Compile your proto file
protoc your_proto_file.proto -o your_proto_file.pb2
Generate C module
python generator.py your_proto_file.pb2
Compile C module as Python extension
make compile
Decode messages in Python
from ctest import PBMsg
from pb_types import MSG_Contact
msg = "CiAKBUF0YXNoGghBdGFtdXJhZCINSGV6cmV0a3VsaXlldioUChJhdGFteXJhdEBnbWFpbC5jb20q\nFAoSYXRhbXVyYWRAY29ubmV4LmlvKhQKEmF0YW11cmFkQGdtYWlsLmNvbTIOCgwrOTkzNjc2NDI2\nNDIyDgoMKzk5MzEyMjcwMjAzYh50aGlzIGlzIG5vdGUgZmllbGQgZm9yIGNvbnRhY3Q=\n".decode("base64")

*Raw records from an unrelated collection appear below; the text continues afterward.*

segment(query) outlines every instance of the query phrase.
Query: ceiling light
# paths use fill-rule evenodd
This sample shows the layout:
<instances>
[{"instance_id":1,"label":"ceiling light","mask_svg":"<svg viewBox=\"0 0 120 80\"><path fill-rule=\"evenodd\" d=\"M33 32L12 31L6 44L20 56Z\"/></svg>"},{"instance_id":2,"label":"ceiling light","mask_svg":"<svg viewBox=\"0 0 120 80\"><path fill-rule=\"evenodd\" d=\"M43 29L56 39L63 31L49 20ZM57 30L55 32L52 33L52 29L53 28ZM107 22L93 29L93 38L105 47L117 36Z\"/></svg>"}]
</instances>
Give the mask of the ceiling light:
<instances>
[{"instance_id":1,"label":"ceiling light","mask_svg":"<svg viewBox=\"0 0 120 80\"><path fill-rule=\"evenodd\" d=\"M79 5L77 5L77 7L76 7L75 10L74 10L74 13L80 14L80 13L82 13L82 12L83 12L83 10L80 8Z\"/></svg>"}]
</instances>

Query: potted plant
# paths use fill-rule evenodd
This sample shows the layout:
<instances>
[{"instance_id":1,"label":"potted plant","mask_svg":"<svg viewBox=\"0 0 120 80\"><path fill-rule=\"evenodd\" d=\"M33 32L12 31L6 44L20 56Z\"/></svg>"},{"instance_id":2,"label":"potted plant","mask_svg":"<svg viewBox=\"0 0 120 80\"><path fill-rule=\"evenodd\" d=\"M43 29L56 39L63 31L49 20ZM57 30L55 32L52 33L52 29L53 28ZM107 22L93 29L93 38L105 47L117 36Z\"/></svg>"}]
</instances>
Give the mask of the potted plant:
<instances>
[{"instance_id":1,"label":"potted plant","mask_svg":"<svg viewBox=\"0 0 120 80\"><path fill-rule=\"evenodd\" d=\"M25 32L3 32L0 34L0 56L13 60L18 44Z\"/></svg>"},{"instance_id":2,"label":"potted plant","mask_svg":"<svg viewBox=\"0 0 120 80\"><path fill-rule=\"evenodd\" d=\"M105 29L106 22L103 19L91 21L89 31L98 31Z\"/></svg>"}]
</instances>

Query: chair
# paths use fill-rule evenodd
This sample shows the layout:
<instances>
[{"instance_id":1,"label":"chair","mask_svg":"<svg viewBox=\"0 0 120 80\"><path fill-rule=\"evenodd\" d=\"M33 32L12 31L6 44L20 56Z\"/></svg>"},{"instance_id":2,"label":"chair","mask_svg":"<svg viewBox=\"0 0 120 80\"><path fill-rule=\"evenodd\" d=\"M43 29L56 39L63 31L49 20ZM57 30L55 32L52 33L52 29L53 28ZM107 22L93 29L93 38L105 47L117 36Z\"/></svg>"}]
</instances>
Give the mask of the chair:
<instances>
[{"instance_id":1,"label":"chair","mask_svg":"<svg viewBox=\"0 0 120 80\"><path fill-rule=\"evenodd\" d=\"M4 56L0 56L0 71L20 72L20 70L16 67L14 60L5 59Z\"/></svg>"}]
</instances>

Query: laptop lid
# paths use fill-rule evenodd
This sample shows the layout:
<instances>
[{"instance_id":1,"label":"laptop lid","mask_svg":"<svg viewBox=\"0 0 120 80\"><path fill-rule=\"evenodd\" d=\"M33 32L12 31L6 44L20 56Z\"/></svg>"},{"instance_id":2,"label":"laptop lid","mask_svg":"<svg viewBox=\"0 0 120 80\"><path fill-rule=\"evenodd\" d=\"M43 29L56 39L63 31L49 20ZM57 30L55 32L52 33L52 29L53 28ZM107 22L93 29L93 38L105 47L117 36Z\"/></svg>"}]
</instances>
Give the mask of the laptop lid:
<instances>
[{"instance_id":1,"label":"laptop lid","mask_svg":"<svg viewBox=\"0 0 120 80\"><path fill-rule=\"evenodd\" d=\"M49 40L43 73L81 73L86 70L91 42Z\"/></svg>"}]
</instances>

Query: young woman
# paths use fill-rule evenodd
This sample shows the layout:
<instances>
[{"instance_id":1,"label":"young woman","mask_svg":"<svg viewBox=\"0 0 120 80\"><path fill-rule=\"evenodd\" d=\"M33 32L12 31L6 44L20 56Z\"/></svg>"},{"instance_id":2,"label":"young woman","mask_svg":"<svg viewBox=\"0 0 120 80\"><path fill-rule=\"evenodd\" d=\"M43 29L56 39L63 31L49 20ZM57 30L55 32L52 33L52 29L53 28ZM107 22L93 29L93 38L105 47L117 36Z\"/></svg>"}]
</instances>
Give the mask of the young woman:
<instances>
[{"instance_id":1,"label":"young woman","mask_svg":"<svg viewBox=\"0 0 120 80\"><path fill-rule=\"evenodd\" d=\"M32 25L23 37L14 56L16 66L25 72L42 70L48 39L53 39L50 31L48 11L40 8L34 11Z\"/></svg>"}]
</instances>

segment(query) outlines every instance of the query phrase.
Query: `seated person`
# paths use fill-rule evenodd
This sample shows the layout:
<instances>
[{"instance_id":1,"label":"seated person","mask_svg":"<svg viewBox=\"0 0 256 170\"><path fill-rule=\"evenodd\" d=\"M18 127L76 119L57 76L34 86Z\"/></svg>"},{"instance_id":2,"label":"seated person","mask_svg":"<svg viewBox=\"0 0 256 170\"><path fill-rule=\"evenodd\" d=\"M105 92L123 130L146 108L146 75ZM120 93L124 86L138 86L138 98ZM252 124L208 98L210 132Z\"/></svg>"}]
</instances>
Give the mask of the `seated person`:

contact = PBMsg(MSG_Contact, msg)
# Display first name and list of phone numbers
print contact.name.first
for e in contact.phone:
print " * ", e.display_number
For benchmarking, only full decode method is used instead of lazy decoder.
Comparison were done on decoding same message 5000 times. See connexio.proto and run_google.py for test message and structure.
Environment:
* MacBook Pro 2.66Ghz Intel Core 2 Duo
* Python version: 2.6.1
* GCC 4.2.1
Average running time on 10 runs:
* Google's Python module (2.3): 0.711271 seconds.
* Google's C++ implementation for Python (2.4): 0.093410
* CyPB: 0.041584 seconds.
CyPB is in alpha stage and API is highly likely to change in the future. Below is the list of things to do, patches are welcome.
- Support all data types: doubles, bytes, etc.
- Handle unknown fields properly based on wire-type
- Throw exception if invalid attribute is accessed
- Merge Lazy and Full decoder into one API.
- Encoder
CyPB is developed by connex.io gmbh and licensed under new BSD license.